Daniel la accolse con un sorriso smagliante: subito giro di chupiti, ai quali partecipai anche io (anche se devo ammettere che il mio ruolo fu piuttosto ale).
Mary e Miguel tornarono a ballare: si divoravano a vicenda con gli occhi.
Daniel mi offrì un altro giro e non perse occasione per lanciarmi frecciatine e farmi i complimenti per mia moglie, definendola bellissima e caliente.
Io sorrisi.
La serata proseguì con questo copione fino al momento in cui Daniel staccò dal turno.

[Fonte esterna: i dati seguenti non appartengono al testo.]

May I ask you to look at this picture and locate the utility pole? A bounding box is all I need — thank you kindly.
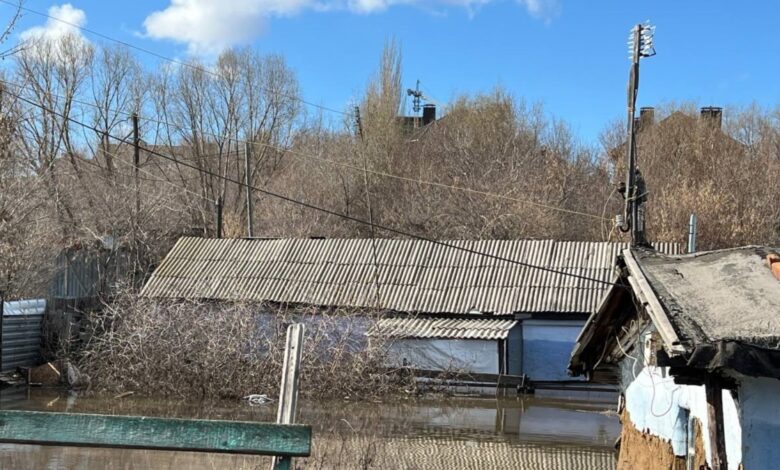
[355,106,382,310]
[133,113,141,218]
[215,196,222,238]
[244,142,254,238]
[406,80,425,129]
[0,290,5,373]
[617,24,655,246]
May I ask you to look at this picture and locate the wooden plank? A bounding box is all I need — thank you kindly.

Ci ritrovammo tutti e quattro a bordo pista e Daniel propose di proseguire la serata in un posto più tranquillo.
Ovviamente Mary non aspettava altro: si girò verso di me, mi piantò un bacio caldissimo e, guardandomi con i suoi occhioni da gatta, sussurrò:
“andiamo, amore?”
Come si fa a dirle di no?
Annuii sorridendo...
La stanza era abbastanza spaziosa, e ci accomodammo sul divano per bere un cicchetto di rum offerto dal padrone di casa.
Mi alzai e mi gustai la scena di lei in mezzo a queste due statue.
L’atmosfera era già bollente quando Mary e Miguel iniziarono a limonare.
Daniel le aprì con gentilezza le cosce, trovandola senza intimo e con la figa liscia e già umida.
Era un turbine di mani e lingue... i suoi gemiti rompevano il silenzio della stanza.
Mentre godeva li aiutò a spogliarsi, mettendo a nudo tutta la proverbiale virilità dell'uomo latino: membri grossi, grossi e scuri.
Vorace come una pantera verso la preda, Mary e cominciò a dedicarsi alla cura di quei bastoni, assaporandoli dalla base alla punta.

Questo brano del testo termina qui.